美女に続いて部屋の中に足を踏み入れた佑二は、さっきとは別の意味で唖然とな
り思わず辺を見回した。部屋の左奥には猛獣が暴れても平気なように思えるがっ
しりとした檻が設えられているし、檻の脇の壁には黄金鍍金の十字架が埋め込ま
れていた。
その十字架が単なる悪趣味な装飾で無い証明は、両手と両足、そして首と腰の部
分に哀れな獲物を拘束するための皮製のベルトが用意されているのだ。しかも、
他の調度がピカピカに磨き上げられているのに、十字架から垂れ下がった皮ベル
トだけは、汗か他の体液か判別の難しい滲みが浮き出ていた。

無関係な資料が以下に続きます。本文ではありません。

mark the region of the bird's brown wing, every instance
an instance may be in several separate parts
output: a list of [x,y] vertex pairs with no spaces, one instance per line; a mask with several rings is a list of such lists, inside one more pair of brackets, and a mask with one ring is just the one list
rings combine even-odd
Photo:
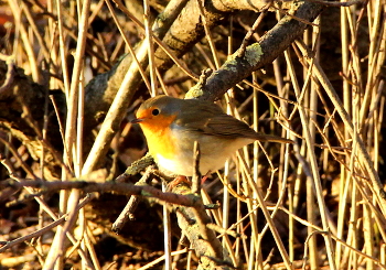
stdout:
[[249,138],[259,141],[293,143],[281,137],[256,132],[247,123],[223,112],[216,105],[201,104],[197,106],[195,104],[195,106],[199,107],[199,110],[194,111],[200,111],[200,117],[190,110],[183,111],[183,117],[181,117],[183,120],[176,121],[179,126],[202,134],[217,136],[224,139]]

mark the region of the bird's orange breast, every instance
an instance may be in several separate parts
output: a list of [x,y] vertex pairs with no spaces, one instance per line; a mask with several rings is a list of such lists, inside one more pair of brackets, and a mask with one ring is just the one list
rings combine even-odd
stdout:
[[164,159],[174,159],[176,141],[171,132],[171,125],[176,116],[158,116],[140,122],[150,153],[156,158],[161,154]]

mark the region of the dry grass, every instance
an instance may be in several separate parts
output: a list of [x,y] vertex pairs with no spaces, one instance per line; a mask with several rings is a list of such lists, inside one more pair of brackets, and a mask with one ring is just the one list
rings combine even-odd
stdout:
[[[187,71],[173,67],[161,75],[156,66],[150,21],[143,22],[146,30],[119,12],[114,21],[110,19],[114,7],[107,9],[104,1],[95,6],[89,2],[68,3],[61,9],[54,8],[56,1],[39,7],[9,0],[2,6],[13,15],[12,22],[3,24],[2,55],[13,57],[15,66],[23,68],[35,83],[65,93],[66,151],[63,151],[60,170],[63,181],[69,179],[68,169],[75,177],[90,173],[95,169],[93,158],[100,151],[93,148],[89,156],[84,155],[84,142],[90,140],[84,138],[82,129],[87,121],[83,110],[90,73],[107,72],[122,53],[132,53],[132,46],[148,37],[149,43],[137,54],[139,63],[148,52],[151,55],[150,75],[144,79],[149,91],[141,96],[165,91],[182,97],[195,84],[191,78],[194,72],[218,68],[240,45],[254,23],[246,19],[251,13],[242,13],[214,30],[205,28],[203,43],[196,44],[180,64]],[[149,3],[144,3],[149,13]],[[62,15],[56,20],[56,17],[42,15],[43,12]],[[221,236],[235,266],[244,269],[386,269],[386,201],[378,188],[385,186],[379,182],[379,175],[385,177],[382,148],[385,12],[384,0],[368,1],[366,6],[326,8],[302,40],[293,43],[264,73],[254,73],[225,95],[223,101],[227,107],[224,109],[229,114],[258,130],[281,132],[297,141],[294,145],[255,143],[240,150],[202,191],[205,204],[222,202],[222,208],[208,212],[213,222],[240,235],[237,238]],[[279,11],[275,13],[276,19],[274,12],[262,19],[251,42],[282,17]],[[100,21],[104,24],[97,24]],[[205,23],[203,21],[204,26]],[[120,28],[126,36],[119,33]],[[182,83],[172,82],[176,78]],[[127,77],[122,85],[130,82]],[[119,95],[117,99],[121,99]],[[119,110],[118,106],[115,111]],[[128,114],[132,114],[132,108]],[[46,129],[50,127],[40,131],[42,139],[46,137]],[[98,131],[99,136],[106,131],[106,137],[96,139],[98,145],[103,147],[106,138],[115,137],[111,144],[116,152],[115,165],[108,168],[110,175],[122,173],[117,164],[129,165],[143,153],[142,145],[128,141],[138,130],[127,121],[121,123],[118,134],[108,133],[110,130],[105,126]],[[0,169],[1,180],[8,179],[9,172],[15,172],[19,177],[32,177],[31,174],[46,177],[44,162],[33,161],[23,144],[10,134],[2,132],[1,137],[6,139],[0,143],[11,142],[2,148],[3,164],[9,162],[10,168]],[[21,160],[13,154],[13,149]],[[40,160],[44,160],[44,152]],[[34,192],[25,188],[22,194]],[[1,204],[21,196],[6,192],[0,195]],[[115,257],[100,255],[106,252],[100,250],[100,241],[106,237],[106,233],[97,229],[100,224],[97,226],[88,218],[84,208],[78,214],[72,212],[82,199],[78,191],[62,191],[55,205],[52,202],[49,205],[41,196],[34,198],[39,207],[25,214],[17,214],[12,207],[0,212],[1,240],[29,235],[29,228],[41,229],[67,212],[67,220],[74,219],[76,229],[69,229],[67,222],[46,229],[49,240],[42,237],[26,246],[23,244],[23,248],[14,246],[0,253],[6,269],[23,266],[25,269],[28,266],[63,269],[64,262],[72,263],[73,269],[137,269],[139,264],[140,269],[154,269],[153,264],[147,268],[144,260],[137,263],[132,259],[140,249],[126,252],[127,248],[122,248]],[[25,205],[34,204],[26,202]],[[33,222],[25,222],[25,215],[32,216]],[[28,226],[23,227],[18,216],[23,217]],[[196,264],[194,256],[175,240],[171,250],[171,264],[179,263],[185,269]],[[62,264],[56,260],[58,256],[64,258]],[[163,263],[159,253],[152,253],[151,258],[158,258],[158,267]]]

そこから右に首を
振れば、硝子張りで中が丸見えのトイレと風呂が目に飛び込んでくる。
風呂の洗い場やトイレの便器近くには幾つもの鉄の鎖が天井から垂れ下がり、風
呂のシャワーの脇にも黄金鍍金の十字架が設置されているのだ。また、部屋の中
央に置かれた巨大なベッドも尋常では無く、風呂と同じように天井から鎖が幾つ
も垂れていて、先端は皮のベルトが装着されている。